Spectroscopic and in silico investigation of the interaction between GH1 β-glucosidase and ginsenoside Rb1

The function and application of beta-glucosidase attract attention nowadays. beta-glucosidase was confirmed of transforming ginsenoside Rb-1 to rare ginsenoside, but the interaction mechanism remains not clear. In this work, beta-glucosidase from GH1 family of Paenibacillus polymyxa was selected, and its gene sequence bglB was synthesized by codon. Then, recombinant plasmid was transferred into Escherichia coli BL21 (DE3) and expressed. The UV-visible spectrum showed that ginsenoside Rb-1 decreased the polarity of the corresponding structure of hydrophobic aromatic amino acids (Trp) in beta-glucosidase and increased new pi-pi* transition. The fluorescence quenching spectrum showed that ginsenoside Rb-1 inhibited intrinsic fluorescence, formed static quenching, reduced the surface hydrophobicity of beta-glucosidase, and K-SV was 8.37 x 10(3) L/M (298K).

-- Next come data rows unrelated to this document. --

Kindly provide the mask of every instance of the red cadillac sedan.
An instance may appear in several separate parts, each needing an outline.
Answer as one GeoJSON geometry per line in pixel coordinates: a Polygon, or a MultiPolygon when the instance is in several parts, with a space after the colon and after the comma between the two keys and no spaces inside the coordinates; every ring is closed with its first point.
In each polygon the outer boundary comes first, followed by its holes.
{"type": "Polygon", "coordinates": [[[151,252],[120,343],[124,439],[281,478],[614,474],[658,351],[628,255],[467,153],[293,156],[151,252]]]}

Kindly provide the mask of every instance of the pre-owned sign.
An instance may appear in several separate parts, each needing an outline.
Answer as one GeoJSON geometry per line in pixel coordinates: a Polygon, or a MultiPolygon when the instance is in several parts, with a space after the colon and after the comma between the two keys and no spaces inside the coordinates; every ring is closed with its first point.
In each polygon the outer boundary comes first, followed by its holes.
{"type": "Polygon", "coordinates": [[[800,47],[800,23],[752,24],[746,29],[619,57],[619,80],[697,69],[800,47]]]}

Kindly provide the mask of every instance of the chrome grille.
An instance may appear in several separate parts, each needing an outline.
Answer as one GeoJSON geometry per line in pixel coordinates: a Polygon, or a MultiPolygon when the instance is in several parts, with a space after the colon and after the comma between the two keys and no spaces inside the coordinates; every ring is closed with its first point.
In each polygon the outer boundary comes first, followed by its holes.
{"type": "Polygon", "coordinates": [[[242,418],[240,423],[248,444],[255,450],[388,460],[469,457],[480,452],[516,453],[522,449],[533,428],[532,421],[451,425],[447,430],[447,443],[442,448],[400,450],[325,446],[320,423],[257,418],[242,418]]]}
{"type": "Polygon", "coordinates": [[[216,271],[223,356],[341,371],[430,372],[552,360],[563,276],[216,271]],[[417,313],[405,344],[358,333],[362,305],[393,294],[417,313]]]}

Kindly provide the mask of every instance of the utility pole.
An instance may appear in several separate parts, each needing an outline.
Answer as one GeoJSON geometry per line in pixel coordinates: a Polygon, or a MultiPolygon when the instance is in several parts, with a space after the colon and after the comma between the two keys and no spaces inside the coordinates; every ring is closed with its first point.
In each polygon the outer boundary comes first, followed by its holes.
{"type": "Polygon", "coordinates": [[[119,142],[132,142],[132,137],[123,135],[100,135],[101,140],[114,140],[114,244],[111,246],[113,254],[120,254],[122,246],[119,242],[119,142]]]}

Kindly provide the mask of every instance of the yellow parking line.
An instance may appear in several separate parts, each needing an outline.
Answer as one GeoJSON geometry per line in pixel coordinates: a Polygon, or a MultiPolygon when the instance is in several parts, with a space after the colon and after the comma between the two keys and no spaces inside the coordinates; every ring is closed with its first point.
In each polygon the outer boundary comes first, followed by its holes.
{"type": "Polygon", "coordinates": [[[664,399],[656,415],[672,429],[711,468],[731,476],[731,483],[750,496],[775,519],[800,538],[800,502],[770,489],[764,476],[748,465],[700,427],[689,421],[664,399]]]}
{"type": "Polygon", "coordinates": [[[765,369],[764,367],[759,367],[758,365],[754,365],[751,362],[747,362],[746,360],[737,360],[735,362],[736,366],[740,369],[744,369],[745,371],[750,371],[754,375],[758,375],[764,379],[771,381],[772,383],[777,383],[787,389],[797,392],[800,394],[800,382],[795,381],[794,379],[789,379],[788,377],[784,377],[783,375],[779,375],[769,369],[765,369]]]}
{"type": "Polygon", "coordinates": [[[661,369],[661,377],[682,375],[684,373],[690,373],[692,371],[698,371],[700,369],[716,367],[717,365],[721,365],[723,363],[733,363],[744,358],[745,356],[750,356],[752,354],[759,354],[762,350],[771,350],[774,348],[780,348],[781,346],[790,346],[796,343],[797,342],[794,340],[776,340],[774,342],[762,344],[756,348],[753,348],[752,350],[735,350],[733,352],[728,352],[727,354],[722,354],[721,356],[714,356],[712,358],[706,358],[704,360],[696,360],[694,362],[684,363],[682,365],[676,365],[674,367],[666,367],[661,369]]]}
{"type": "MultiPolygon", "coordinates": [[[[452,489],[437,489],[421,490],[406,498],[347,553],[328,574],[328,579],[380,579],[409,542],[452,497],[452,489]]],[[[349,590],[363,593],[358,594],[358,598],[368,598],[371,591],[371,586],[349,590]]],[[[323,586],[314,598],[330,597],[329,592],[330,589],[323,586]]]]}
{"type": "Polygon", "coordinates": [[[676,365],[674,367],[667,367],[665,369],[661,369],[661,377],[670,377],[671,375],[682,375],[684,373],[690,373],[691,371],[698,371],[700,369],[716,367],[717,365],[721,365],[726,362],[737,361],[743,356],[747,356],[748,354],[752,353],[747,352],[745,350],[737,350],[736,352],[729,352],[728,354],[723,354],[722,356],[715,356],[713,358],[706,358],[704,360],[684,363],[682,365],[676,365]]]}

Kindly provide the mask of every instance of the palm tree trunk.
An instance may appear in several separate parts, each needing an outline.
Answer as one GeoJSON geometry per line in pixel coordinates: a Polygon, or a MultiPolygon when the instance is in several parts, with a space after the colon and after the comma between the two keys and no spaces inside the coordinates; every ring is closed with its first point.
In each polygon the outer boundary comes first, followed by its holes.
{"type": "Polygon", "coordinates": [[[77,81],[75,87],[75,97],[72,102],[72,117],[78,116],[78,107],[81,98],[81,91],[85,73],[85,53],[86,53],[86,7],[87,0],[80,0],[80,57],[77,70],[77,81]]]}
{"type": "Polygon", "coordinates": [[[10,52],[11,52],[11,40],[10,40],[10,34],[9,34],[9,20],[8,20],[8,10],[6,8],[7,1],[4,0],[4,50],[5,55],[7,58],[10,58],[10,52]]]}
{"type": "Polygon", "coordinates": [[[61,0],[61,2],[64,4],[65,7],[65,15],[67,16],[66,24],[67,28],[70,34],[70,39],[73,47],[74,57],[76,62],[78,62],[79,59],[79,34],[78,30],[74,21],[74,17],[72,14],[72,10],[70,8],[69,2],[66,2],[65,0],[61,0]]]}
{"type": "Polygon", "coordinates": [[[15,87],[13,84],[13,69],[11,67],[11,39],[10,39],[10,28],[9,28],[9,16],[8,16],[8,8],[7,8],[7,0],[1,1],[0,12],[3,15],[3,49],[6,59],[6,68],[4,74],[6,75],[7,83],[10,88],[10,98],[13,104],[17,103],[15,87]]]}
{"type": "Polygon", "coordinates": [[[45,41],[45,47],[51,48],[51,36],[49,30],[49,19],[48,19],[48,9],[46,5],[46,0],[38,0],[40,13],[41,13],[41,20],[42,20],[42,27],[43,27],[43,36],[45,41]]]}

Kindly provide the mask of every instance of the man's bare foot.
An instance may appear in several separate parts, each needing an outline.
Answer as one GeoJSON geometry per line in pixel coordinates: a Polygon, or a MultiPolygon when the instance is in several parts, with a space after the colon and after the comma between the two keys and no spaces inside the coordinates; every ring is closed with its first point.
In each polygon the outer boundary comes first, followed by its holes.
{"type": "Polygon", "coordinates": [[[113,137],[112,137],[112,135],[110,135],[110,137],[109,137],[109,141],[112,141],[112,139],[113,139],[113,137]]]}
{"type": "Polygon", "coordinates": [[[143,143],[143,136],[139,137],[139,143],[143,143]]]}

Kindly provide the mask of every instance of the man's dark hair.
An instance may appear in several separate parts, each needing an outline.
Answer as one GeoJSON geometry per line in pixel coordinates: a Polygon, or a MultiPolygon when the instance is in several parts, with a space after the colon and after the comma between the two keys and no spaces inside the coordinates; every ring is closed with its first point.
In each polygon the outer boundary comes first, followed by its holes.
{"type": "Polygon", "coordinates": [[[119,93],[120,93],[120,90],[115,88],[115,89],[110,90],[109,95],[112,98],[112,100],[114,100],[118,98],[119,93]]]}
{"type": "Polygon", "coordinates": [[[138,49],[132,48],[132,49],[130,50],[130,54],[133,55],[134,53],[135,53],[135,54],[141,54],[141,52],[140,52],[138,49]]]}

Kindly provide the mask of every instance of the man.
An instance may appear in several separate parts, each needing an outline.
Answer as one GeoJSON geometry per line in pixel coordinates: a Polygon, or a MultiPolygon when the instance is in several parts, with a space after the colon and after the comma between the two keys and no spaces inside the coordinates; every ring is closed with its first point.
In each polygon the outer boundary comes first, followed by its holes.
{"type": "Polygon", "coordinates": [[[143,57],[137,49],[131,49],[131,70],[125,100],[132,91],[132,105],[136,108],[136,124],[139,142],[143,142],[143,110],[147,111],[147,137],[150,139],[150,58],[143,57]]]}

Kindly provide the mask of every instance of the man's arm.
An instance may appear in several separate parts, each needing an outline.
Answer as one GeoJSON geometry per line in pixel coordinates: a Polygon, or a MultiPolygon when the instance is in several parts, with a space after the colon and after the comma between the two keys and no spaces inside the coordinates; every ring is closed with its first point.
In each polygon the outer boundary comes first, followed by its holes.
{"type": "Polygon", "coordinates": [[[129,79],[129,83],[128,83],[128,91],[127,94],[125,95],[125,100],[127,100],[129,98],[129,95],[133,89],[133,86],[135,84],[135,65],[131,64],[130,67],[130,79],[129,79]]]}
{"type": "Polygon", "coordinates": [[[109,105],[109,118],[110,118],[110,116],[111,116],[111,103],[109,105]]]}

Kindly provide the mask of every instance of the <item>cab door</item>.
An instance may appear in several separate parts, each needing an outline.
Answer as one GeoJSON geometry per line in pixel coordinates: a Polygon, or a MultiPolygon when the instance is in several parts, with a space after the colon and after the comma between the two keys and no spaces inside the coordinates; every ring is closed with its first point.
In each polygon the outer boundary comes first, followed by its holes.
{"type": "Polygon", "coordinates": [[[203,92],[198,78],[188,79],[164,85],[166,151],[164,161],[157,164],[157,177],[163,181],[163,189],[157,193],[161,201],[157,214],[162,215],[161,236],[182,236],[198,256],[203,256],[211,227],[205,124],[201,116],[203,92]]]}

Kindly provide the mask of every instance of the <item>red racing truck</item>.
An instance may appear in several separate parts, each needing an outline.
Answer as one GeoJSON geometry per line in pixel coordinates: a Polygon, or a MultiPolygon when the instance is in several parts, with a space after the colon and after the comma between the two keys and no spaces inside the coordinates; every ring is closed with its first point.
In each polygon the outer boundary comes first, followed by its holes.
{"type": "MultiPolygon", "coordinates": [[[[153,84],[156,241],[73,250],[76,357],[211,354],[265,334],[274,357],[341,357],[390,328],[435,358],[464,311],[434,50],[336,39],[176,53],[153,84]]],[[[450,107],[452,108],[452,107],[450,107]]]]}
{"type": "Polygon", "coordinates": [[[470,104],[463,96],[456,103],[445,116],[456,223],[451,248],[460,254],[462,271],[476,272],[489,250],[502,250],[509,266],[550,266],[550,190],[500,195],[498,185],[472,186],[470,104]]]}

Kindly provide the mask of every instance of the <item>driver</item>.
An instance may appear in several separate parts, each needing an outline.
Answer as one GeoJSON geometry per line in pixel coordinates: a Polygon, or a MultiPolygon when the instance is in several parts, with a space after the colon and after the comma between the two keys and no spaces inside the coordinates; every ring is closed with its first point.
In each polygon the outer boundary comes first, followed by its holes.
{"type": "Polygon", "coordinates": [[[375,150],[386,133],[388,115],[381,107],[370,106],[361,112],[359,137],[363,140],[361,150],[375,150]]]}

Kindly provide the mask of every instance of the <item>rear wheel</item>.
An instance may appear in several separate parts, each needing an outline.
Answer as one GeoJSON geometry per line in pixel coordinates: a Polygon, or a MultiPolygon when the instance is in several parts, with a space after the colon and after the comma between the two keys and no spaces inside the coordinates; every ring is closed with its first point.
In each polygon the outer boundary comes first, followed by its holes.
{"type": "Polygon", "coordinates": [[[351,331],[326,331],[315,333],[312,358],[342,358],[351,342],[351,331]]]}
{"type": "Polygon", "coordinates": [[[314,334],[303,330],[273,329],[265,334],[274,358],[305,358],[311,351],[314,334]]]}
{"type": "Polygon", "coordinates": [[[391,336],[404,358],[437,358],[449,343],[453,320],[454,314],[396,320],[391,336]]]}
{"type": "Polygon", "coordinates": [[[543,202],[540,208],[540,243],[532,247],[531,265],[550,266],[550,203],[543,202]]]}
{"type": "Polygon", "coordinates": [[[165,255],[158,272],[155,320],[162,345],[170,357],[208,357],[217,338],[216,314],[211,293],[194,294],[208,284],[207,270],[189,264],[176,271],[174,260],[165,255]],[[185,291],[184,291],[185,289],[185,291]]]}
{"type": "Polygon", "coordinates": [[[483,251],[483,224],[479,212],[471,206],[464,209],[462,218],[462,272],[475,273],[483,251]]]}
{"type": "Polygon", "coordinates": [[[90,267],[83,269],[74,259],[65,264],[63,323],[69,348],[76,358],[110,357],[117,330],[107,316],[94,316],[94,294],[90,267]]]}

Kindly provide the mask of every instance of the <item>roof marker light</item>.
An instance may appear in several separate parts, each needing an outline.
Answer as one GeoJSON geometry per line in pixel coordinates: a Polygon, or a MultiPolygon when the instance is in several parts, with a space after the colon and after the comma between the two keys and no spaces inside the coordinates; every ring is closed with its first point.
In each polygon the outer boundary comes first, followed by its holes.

Circular dichroism (CD) showed that secondary structure of beta-glucosidase was changed by the binding action. Localized surface plasmon resonance (LSPR) showed that beta-glucosidase and Rb-1 had strong binding power which KD value was 5.24 x 10(-4) (+/- 2.35 x 10(-5)) M. Molecular docking simulation evaluated the binding site, hydrophobic force, hydrogen bond, and key amino acids of beta-glucosidase with ginsenoside Rb-1 in the process. Thus, this work could provide basic mechanisms of the binding and interaction between beta-glucosidase and ginsenoside Rb-1.